The truth is that there are massive incentives in place to promote good corporate behavior. Capital markets reward it--there would be a big problem if they did not; if, for example, Enron stock did not fall from $40 to zero on the revelations but instead rose to $50--and the law is tough on those who break it (if it was not before, it certainly is now; executives face, not just jail time in a country-club setting, but hard time with the worst criminals).

Yes, the truth about corporate scandals is that they were a cathartic event, marking the end of period of excess and relaxed vigilance. All companies in the United States understand that they must do better on corporate governance, and nearly all of them have taken voluntary steps to improve the structure of their boards and the transparency and detail of their reporting.

Finally, vigilance. . . .

A great shift occurred in the 1970s and 1980s in the United States and Britain, especially--and later in other developed countries. Sir Geoffrey Owen has said it is a shift from "managerial capitalism" to "investor capitalism."

Managements in the U.S. in the early 1980s, partly out of fear of corporate raiders taking them over (people like Mike Milken and Carl Icahn), realized they could no longer run their firms for their own benefit. In those times, managers took large salaries and bonuses, had retinues of assistants, corporate planes and company-paid homes. Meanwhile, their businesses' assets were not being deployed as profitably as they could be.

So, under pressure, these managers began to align their interests with those of shareholders. For one thing, executives and board members began owning stock--buying shares directly or through options awarded on performance.

This was good. But in the 1990s, perhaps because of their success, power in corporations began to shift back to managers, many of whom became big celebrities. Shareholders gave up power to them, and analysts and the press stopped viewing them critically. They could do no wrong.

This is a caricature, certainly, but for many companies, the picture is accurate. As a result of Enron, these managers are now on notice. So are the regulators. So is the press. So are investors. That is good. Eternal vigilance, if I may paraphrase, is the price, not just of freedom, but of capitalism--as it should be.

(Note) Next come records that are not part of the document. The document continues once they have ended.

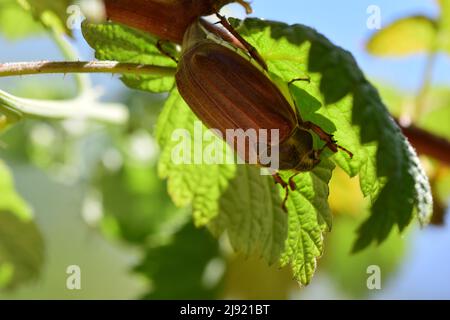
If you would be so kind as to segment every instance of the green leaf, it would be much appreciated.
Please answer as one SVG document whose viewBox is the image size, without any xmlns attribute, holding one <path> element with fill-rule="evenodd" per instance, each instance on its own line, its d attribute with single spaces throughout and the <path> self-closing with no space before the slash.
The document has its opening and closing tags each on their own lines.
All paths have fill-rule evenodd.
<svg viewBox="0 0 450 320">
<path fill-rule="evenodd" d="M 283 264 L 292 263 L 299 281 L 307 284 L 316 258 L 322 251 L 317 252 L 313 245 L 300 247 L 295 239 L 301 235 L 310 236 L 322 248 L 322 233 L 331 225 L 327 182 L 334 165 L 323 161 L 312 173 L 296 178 L 299 190 L 289 196 L 289 203 L 292 201 L 293 205 L 288 203 L 289 220 L 292 220 L 288 235 L 287 217 L 281 210 L 284 194 L 280 195 L 273 179 L 262 176 L 258 168 L 173 163 L 173 150 L 180 144 L 180 141 L 172 140 L 176 129 L 187 130 L 190 145 L 202 144 L 200 153 L 211 145 L 211 141 L 203 140 L 201 133 L 195 134 L 196 123 L 200 129 L 206 130 L 179 94 L 173 91 L 157 125 L 157 136 L 162 146 L 160 174 L 168 178 L 172 199 L 180 206 L 192 203 L 196 224 L 210 222 L 209 227 L 216 236 L 226 231 L 233 248 L 245 256 L 258 254 L 269 263 L 275 263 L 287 243 L 289 249 L 284 254 Z M 228 146 L 223 141 L 218 138 L 213 138 L 213 141 L 226 153 Z M 193 160 L 192 149 L 189 152 Z M 305 268 L 307 272 L 302 272 Z"/>
<path fill-rule="evenodd" d="M 114 25 L 101 28 L 119 30 L 120 34 L 113 37 L 105 33 L 109 39 L 97 51 L 101 58 L 117 59 L 111 52 L 116 47 L 121 52 L 124 47 L 121 43 L 128 44 L 129 39 L 141 44 L 133 45 L 131 51 L 125 50 L 133 56 L 143 55 L 147 44 L 154 43 L 148 36 L 138 33 L 128 34 L 127 39 L 123 39 L 123 28 L 116 29 Z M 86 30 L 85 34 L 89 33 Z M 355 248 L 381 242 L 396 225 L 404 229 L 414 209 L 425 223 L 432 203 L 427 177 L 414 150 L 353 57 L 302 25 L 247 19 L 239 32 L 258 48 L 274 77 L 286 83 L 294 78 L 311 78 L 310 83 L 296 83 L 292 90 L 302 117 L 333 133 L 339 144 L 354 153 L 354 158 L 349 159 L 339 152 L 332 160 L 350 176 L 360 175 L 361 190 L 373 202 L 372 214 L 360 229 Z M 87 37 L 91 44 L 103 41 L 101 37 L 95 41 L 95 37 L 88 34 Z M 102 50 L 105 54 L 101 54 Z M 128 84 L 143 88 L 144 83 L 137 79 Z M 174 202 L 179 206 L 192 204 L 196 225 L 210 223 L 216 234 L 227 231 L 235 249 L 247 255 L 258 253 L 273 262 L 282 253 L 285 241 L 280 240 L 287 239 L 281 262 L 293 266 L 302 284 L 309 283 L 316 259 L 323 250 L 323 233 L 331 223 L 326 204 L 331 164 L 323 160 L 312 173 L 297 177 L 301 187 L 290 193 L 289 227 L 286 229 L 285 222 L 277 215 L 281 197 L 279 194 L 267 196 L 268 192 L 274 192 L 270 191 L 273 182 L 258 175 L 255 168 L 173 162 L 174 152 L 180 153 L 182 137 L 192 146 L 203 143 L 199 150 L 190 148 L 184 152 L 193 162 L 214 141 L 217 153 L 227 153 L 228 147 L 223 141 L 214 137 L 205 139 L 201 132 L 196 134 L 196 130 L 202 131 L 204 127 L 196 127 L 195 121 L 194 114 L 174 90 L 157 126 L 162 148 L 159 173 L 168 179 L 169 194 Z M 173 136 L 176 129 L 185 131 L 177 131 L 178 136 Z M 318 146 L 319 142 L 315 143 Z"/>
<path fill-rule="evenodd" d="M 42 236 L 0 161 L 0 288 L 35 279 L 44 261 Z"/>
<path fill-rule="evenodd" d="M 203 144 L 204 137 L 201 132 L 196 134 L 196 130 L 207 131 L 178 91 L 173 90 L 156 126 L 156 137 L 162 147 L 158 172 L 161 178 L 167 178 L 168 191 L 175 204 L 184 207 L 192 203 L 196 225 L 204 226 L 219 213 L 219 199 L 228 188 L 229 180 L 235 176 L 236 168 L 227 164 L 194 164 L 195 158 L 202 156 L 203 148 L 190 148 L 186 152 L 192 163 L 175 164 L 173 152 L 180 143 Z M 184 133 L 186 139 L 172 139 L 175 132 Z M 205 141 L 204 147 L 214 143 L 225 154 L 226 144 L 215 136 L 212 141 Z"/>
<path fill-rule="evenodd" d="M 31 220 L 31 209 L 17 194 L 13 177 L 6 164 L 0 160 L 0 210 L 13 212 L 22 220 Z"/>
<path fill-rule="evenodd" d="M 137 272 L 151 279 L 151 290 L 143 298 L 216 298 L 220 273 L 217 279 L 205 274 L 214 261 L 221 262 L 217 241 L 206 230 L 186 224 L 167 244 L 147 249 L 143 261 L 136 267 Z M 216 276 L 218 270 L 212 271 Z"/>
<path fill-rule="evenodd" d="M 414 211 L 427 223 L 432 208 L 428 178 L 351 54 L 303 25 L 247 19 L 238 30 L 284 81 L 311 78 L 309 84 L 297 83 L 293 92 L 302 117 L 333 132 L 354 153 L 351 160 L 342 152 L 333 160 L 349 175 L 359 173 L 361 190 L 373 202 L 355 250 L 382 242 L 394 226 L 403 230 Z"/>
<path fill-rule="evenodd" d="M 43 262 L 44 244 L 36 225 L 0 210 L 0 288 L 36 279 Z"/>
<path fill-rule="evenodd" d="M 175 66 L 158 51 L 156 39 L 147 33 L 119 24 L 87 22 L 82 24 L 82 31 L 97 59 Z M 173 77 L 124 75 L 122 81 L 131 88 L 150 92 L 167 92 L 174 85 Z"/>
<path fill-rule="evenodd" d="M 41 32 L 42 27 L 16 0 L 0 0 L 0 31 L 7 39 L 17 40 Z"/>
<path fill-rule="evenodd" d="M 208 146 L 217 145 L 225 157 L 229 147 L 206 132 L 178 92 L 174 90 L 159 117 L 156 135 L 162 146 L 159 173 L 168 179 L 168 190 L 179 206 L 192 203 L 196 225 L 206 225 L 216 235 L 225 230 L 236 251 L 245 255 L 259 253 L 267 261 L 278 260 L 286 238 L 286 215 L 281 210 L 280 198 L 271 177 L 261 176 L 259 169 L 234 164 L 175 164 L 173 150 L 180 145 L 172 139 L 175 130 L 186 130 L 186 141 L 202 145 L 191 148 L 192 162 Z M 181 141 L 183 142 L 183 140 Z M 243 196 L 245 194 L 245 196 Z"/>
<path fill-rule="evenodd" d="M 217 236 L 226 231 L 235 251 L 246 257 L 258 254 L 274 264 L 287 236 L 287 216 L 277 187 L 257 167 L 238 165 L 236 169 L 220 198 L 220 214 L 209 227 Z"/>
<path fill-rule="evenodd" d="M 407 105 L 411 105 L 415 101 L 415 97 L 407 92 L 399 90 L 392 83 L 380 81 L 376 83 L 376 87 L 389 112 L 394 117 L 400 117 L 404 114 Z"/>
<path fill-rule="evenodd" d="M 407 56 L 432 52 L 437 23 L 425 16 L 412 16 L 393 22 L 376 32 L 367 42 L 367 50 L 377 56 Z"/>
<path fill-rule="evenodd" d="M 311 281 L 323 253 L 323 234 L 331 230 L 327 199 L 333 169 L 331 161 L 323 160 L 313 171 L 296 176 L 298 192 L 289 194 L 289 232 L 281 264 L 291 264 L 294 277 L 303 285 Z"/>
</svg>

Finally, there are many things corporations can do to enhance confidence--making their boards more independent, inviting greater shareholder participation, keeping their auditors independent, expenses stock options and, in general, reporting more frequently and in more detail than the law requires, as firms like Coca-Cola and Walt Disney have done since Enron.

But these changes must be made by the corporations themselves, not by government fiat.

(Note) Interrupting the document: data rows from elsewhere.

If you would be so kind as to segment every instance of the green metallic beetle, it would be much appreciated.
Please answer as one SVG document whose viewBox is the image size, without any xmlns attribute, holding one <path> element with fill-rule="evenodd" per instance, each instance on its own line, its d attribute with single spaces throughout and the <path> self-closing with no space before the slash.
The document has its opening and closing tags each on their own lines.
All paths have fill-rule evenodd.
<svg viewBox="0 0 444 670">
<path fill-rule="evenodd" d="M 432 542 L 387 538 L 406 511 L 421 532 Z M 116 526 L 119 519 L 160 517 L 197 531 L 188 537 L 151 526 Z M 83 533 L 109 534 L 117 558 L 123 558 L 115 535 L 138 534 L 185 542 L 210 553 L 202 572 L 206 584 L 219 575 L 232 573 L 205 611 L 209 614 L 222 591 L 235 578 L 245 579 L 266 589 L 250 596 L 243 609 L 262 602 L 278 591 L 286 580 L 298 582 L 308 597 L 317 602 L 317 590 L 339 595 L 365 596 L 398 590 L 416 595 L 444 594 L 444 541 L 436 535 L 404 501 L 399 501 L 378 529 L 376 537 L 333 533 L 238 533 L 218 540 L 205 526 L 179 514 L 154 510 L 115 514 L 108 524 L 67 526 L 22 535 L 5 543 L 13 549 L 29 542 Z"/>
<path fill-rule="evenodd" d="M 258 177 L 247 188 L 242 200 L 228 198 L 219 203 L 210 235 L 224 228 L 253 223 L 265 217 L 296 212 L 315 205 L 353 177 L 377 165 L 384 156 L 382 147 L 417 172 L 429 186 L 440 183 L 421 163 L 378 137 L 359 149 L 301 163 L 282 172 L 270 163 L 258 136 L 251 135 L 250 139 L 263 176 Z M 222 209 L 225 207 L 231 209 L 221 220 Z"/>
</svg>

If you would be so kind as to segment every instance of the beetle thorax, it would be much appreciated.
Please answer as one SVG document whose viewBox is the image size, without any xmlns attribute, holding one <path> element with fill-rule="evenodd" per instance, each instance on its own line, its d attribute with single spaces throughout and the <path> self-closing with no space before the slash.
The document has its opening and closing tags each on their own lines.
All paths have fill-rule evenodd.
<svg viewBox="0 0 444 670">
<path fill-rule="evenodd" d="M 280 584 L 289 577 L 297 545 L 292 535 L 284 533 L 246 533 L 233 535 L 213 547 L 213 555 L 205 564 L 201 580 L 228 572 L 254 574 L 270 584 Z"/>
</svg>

In fact, what we need , and what corporations are now beginning to provide, is competition to be the most transparent, to acquire a reputation for having the most integrity. A one-size-fits-all program of government regulation won't accomplish what reputational competition can accomplish.

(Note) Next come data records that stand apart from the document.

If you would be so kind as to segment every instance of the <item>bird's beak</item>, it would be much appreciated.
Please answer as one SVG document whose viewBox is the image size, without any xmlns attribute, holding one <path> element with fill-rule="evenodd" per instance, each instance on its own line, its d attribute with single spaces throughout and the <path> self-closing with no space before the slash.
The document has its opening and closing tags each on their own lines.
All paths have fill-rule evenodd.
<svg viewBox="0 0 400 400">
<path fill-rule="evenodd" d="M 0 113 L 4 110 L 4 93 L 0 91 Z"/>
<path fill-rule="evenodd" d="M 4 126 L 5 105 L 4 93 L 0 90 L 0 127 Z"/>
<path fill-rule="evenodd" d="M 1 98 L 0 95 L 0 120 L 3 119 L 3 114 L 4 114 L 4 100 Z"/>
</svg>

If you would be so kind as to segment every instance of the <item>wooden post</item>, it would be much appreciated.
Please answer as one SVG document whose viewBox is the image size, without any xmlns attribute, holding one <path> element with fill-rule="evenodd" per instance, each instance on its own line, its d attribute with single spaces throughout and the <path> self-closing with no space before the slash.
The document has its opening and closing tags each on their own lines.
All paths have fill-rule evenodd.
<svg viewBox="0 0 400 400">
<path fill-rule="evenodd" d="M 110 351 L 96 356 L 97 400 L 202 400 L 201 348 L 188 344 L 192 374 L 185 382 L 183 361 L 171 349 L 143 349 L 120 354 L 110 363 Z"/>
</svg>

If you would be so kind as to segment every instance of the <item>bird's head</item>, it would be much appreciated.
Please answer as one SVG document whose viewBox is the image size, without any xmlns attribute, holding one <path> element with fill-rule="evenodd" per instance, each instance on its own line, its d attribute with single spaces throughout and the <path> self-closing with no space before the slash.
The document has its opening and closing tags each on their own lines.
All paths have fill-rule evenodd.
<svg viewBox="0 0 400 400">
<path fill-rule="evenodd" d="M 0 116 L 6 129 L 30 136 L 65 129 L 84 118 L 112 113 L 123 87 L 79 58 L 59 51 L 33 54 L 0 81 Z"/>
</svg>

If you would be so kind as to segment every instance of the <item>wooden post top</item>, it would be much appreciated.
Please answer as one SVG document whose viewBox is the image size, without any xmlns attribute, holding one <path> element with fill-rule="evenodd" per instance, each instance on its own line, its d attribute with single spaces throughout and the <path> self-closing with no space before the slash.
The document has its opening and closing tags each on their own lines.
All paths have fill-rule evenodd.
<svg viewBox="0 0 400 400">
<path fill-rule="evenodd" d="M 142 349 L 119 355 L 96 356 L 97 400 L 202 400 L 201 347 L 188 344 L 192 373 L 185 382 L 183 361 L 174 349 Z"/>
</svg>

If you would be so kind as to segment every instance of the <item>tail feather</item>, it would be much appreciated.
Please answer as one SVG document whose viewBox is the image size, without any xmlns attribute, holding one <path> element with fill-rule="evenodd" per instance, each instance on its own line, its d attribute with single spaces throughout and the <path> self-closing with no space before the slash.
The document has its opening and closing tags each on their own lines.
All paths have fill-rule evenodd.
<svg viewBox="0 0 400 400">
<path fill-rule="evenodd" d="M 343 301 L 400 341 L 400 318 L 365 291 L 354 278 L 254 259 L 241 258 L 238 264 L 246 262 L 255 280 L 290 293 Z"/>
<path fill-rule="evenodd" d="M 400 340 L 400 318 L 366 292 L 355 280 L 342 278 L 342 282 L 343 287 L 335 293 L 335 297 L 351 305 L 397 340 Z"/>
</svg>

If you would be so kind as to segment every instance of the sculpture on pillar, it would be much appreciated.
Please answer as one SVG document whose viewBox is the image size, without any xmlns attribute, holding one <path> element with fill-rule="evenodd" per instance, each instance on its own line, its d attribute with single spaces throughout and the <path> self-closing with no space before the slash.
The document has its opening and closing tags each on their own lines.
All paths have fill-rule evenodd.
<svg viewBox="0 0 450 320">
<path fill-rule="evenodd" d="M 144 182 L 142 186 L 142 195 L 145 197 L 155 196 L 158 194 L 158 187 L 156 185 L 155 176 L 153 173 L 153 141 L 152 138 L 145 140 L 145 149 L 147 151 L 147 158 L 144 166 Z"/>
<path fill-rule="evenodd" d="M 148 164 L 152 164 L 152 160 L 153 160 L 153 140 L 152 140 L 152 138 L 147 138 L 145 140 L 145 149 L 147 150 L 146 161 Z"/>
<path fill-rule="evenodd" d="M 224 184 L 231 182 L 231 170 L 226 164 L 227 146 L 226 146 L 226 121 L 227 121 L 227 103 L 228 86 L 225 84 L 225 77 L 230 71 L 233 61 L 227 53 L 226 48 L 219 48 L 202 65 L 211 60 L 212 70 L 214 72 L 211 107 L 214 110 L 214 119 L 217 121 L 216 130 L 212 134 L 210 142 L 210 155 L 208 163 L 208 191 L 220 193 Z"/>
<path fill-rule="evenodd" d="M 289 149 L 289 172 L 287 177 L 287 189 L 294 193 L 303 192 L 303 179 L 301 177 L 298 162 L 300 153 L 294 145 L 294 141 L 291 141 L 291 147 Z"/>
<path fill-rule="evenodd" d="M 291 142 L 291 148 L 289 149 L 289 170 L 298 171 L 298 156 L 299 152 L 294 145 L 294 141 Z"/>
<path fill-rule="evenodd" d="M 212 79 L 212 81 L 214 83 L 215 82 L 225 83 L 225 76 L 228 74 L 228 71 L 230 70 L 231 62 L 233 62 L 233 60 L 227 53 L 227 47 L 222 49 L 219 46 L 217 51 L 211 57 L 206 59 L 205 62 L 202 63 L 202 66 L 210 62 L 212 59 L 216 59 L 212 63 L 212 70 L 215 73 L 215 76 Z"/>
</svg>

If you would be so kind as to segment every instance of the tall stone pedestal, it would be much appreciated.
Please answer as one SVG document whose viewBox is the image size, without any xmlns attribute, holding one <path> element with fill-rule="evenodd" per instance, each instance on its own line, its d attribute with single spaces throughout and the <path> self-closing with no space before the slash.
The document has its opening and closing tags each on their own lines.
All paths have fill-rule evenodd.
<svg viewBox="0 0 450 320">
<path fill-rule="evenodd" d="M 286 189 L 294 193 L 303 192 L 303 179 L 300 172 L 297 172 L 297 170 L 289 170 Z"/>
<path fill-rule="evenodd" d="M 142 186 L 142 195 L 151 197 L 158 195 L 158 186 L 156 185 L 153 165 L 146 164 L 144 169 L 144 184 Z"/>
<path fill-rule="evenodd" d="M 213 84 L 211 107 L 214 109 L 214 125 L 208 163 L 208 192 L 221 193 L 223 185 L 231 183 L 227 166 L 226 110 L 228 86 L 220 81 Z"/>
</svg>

The truth about the corporate scandals is that the U.S. system--resilient and self-correcting--worked.

But let's not forget the human element. President Bush put it very well in a speech on Wall Street on July 9:

"When abuses like this begin to surface in the corporate world, it is time to reaffirm the basic principles and rules that make capitalism work: truthful books and honest people, and well-enforced laws against fraud and corruption. All investment is an act of faith, and faith is earned by integrity. In the long run, there's no capitalism without conscience; there is no wealth without character.

"And so again today I'm calling for a new ethic of personal responsibility in the business community; an ethic that will increase investor confidence, will make employees proud of their companies, and again, regain the trust of the American people."

If this is a crisis, then it is one of personal conduct and morality, not a crisis of the system itself. In some ways, the free-market system itself is the great moral actor in this play, the avenging angel, insisting on integrity, and seeking retribution in its disappointment.

Thank you.

James K. Glassman is a resident fellow at AEI.